Irwin Redlener, president of the New York-based Children's Health Fund revealed his vision for children's health when he told the Bureau of National Affairs, "There are elementary schools everywhere in this country; theoretically we could blanket this country with school-based health services and concentrate on the underserved areas." He added that, "School health care used to function in a vacuum. But now the functions have changed, they are providing counseling, dealing with psychosocial problems, not just bruises and headaches." While this vision may seem efficient, the result will be disastrous. It would remove parents from their children's health, limit physician choice and compromise health care quality, at taxpayers' expense.

The implications of such a system reach well beyond compromising both economic freedom and health quality. This system also threatens individual health privacy, parental rights, and educational choice. According to Sue Blevins, president of the Institute for Health Freedom, "Any state legislator who helps develop school-based health care programs is clearly working toward the goal of socialism." One has to wonder why the same public school systems that fail to educate America's children should be permitted to expand their mission to include medical and psychological treatment of children's health needs.

Even if the school-based programs are not immediately established in every area, there will be a steady and constant pressure to move into the government-sponsored program over time. According to the Congressional Budget Office, as many as half of the program recipients could be lured from private insurance into the government program. As has happened with other government health programs such as Medicare and Medicaid, this "temporary" program that is generally available to children in families having incomes up to 200 percent of the poverty level, will probably not be scaled down or eliminated after the 10-year expiration. If history is any lesson, the opposite will occur: The program's eligibility guidelines will be expanded, additional minimum required benefits will be added, and the program's costs will skyrocket.
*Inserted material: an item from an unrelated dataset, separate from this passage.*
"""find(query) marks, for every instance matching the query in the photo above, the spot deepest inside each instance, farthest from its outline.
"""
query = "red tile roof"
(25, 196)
If school-based health programs are not the answer, state legislators might be tempted to provide free health care directly through hospitals or HMOs. But according to Harvard health care economist Joseph Newhouse and the Insurance Experiment Group, free health care is not synonymous with good health. Their findings were based on a comprehensive, national health insurance study conducted by the Rand Corp. and U.S.Office of Economic Opportunity between 1974 and 1982. Researchers found that free health care had almost no effect on the health of children. In fact, health services were overutilized. The most important influences on children's health, diet and hygiene, have nothing to do with insurance. State lawmakers can, and should, avoid the strong temptation to provide any additional direct, free medical care.

Rather than pouring resources into efforts to reduce the number of uninsured children through government-sponsored programs, we should pursue free market approaches that would remove barriers to affordable insurance and health care. Such free-market approaches include removing state-mandated insurance benefits and offerings, easing physician licensing requirements, excluding Medical Savings Account contributions from taxes, and providing vouchers for the purchase of private insurance or health services.

It is no longer enough just to hold the line at every opportunity; state lawmakers must immediately reverse this dangerous course. Government health care proponents who were defeated in the 1994 universal health insurance fight may have lost that battle, but they ware winning the war in attaining socialized medicine for the entire nation on a state-by-state basis. Nothing short of a long-term and fierce campaign based on free market principles and choice will reverse this dangerous trend.

Naomi Lopez is a research associate at the Institute for SocioEconomic Studies in White Plains, N.Y. The article appeared in The Washington Times, September 2, 1997. Copied with permission.